И еще: – Когда я выберусь отсюда, то первым делом убью председателя призывной комиссии. Я сказал ему, что люблю море и хочу поступить в береговую охрану, об этом сказано в моем заявлении; а он говорит: «Научись-ка лучше любить землю. Вполне годен».
И еще: – Послушай меня, приятель, когда будет построение, вставай в середине, ни впереди, ни позади, ни по бокам, а в середине, понял? Тогда не будешь так часто попадать в наряд, понял?

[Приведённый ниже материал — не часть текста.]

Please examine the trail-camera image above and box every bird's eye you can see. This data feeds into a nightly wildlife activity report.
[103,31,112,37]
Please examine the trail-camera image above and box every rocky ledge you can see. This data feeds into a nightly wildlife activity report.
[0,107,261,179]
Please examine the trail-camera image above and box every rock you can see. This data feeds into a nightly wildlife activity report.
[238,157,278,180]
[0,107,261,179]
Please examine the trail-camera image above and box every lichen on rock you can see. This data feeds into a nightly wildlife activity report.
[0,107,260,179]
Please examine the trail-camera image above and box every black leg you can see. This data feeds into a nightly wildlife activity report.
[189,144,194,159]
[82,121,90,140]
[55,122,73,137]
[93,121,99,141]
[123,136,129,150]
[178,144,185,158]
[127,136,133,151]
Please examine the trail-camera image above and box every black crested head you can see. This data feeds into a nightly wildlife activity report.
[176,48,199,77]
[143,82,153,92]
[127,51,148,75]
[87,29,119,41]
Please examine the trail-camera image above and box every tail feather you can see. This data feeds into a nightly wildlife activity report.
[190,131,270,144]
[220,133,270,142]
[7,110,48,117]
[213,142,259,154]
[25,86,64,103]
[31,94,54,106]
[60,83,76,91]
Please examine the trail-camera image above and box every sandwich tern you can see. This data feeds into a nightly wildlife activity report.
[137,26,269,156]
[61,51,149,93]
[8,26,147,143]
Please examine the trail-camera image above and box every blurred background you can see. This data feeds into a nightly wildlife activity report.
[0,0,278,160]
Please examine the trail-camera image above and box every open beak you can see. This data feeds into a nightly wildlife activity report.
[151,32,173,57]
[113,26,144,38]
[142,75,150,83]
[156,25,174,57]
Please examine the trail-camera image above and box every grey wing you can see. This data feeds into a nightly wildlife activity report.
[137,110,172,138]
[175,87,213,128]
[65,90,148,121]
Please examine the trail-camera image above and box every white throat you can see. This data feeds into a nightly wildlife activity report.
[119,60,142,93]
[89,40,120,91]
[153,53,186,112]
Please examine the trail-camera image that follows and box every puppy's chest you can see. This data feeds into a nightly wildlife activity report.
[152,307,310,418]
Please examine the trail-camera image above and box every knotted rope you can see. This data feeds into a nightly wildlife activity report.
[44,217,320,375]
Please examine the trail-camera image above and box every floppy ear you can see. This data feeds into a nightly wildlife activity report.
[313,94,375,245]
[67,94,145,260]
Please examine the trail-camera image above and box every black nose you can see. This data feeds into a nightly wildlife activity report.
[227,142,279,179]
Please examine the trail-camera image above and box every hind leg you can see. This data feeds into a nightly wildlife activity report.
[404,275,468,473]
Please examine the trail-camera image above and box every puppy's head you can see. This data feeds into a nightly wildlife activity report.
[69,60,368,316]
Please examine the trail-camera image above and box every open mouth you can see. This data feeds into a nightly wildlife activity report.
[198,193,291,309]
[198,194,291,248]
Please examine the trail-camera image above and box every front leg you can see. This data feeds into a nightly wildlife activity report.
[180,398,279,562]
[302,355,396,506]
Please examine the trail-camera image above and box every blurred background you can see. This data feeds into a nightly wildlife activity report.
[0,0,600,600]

И держись подальше от своей палатки, приходи только ночевать, потому что они повсюду суют свой нос и, как увидят, что кто-то лежит, так хватают его и отправляют на склады разгружать машины.
И еще: – Я бы мог пройти комиссию, только для этого требовалось некоторое время, а на призывном пункте рвали и метали, чтобы поскорее меня забрать.
И еще: – Видел тех двух парней, что с полной выкладкой маршируют взад и вперед перед ротной канцелярией? Они вот уже пять дней все ходят взад и вперед, взад и вперед. Должно быть, они прошагали уже миль двести. Съездили в Трентон выпить пару кружек пива, а сержант поймал их, и теперь им придется шагать до самой отправки. За две кружки пива! И это называется свободная страна!
И еще: – Когда тебя вызовут для опроса, скажи, что ты умеешь писать на машинке. Неважно, умеешь ты в самом деле или нет, но говори, что умеешь. Наша армия помешана на переписчиках. В одном ты можешь быть уверен: машинки никогда не помещают в такое место, где возможен обстрел. А если скажешь, что не умеешь печатать, пошлют тебя в пехоту, а тогда пиши домой маме – пусть ищет в магазинах красивую золотую звезду на окно.
И еще: – Всех специалистов взяли в авиацию.
И еще: – В артиллерии тебя не убьют.
И еще: – Это будет первая ночь с тридцать первого года, когда мне придется спать врозь с женой. Не знаю, как я это перенесу.
И еще: – Вот это здорово! За двадцать пять центов здесь можно купить библию в бумажном переплете.
И еще: – Эх, черт возьми, уже закрывают.
Под тихим, усеянным звездами летним небом Майкл спустился по заплеванным ступенькам войсковой лавки. Отяжелевший от пива, в грубой зеленой рабочей одежде, от которой пахло залежавшимся бельем, в новых неуклюжих тупоносых ботинках, уже успевших натереть ему ноги, он шел по ротной линейке между палатками мимо двух угрюмых солдат, медленно марширующих взад и вперед с тяжелой выкладкой, расплачиваясь за выпитое в Трентоне пиво, мимо игроков в кости, которые начали играть еще вчера и будут продолжать до тех пор, пока их не убьют или пока не капитулируют японцы; мимо одиноких неряшливых фигур, стоящих у оттяжек и спокойно смотрящих на темное небо; мимо солдат, связывающих в узлы свою штатскую одежду для сдачи Красному Кресту; мимо рядовых первого класса, которые фактически управляли всей ротой с гордым видом привилегированных людей, облеченных исключительными правами, а сейчас выкрикивавших хриплыми голосами: «Свет выключается через десять минут! Солдаты, свет выключается через десять минут!»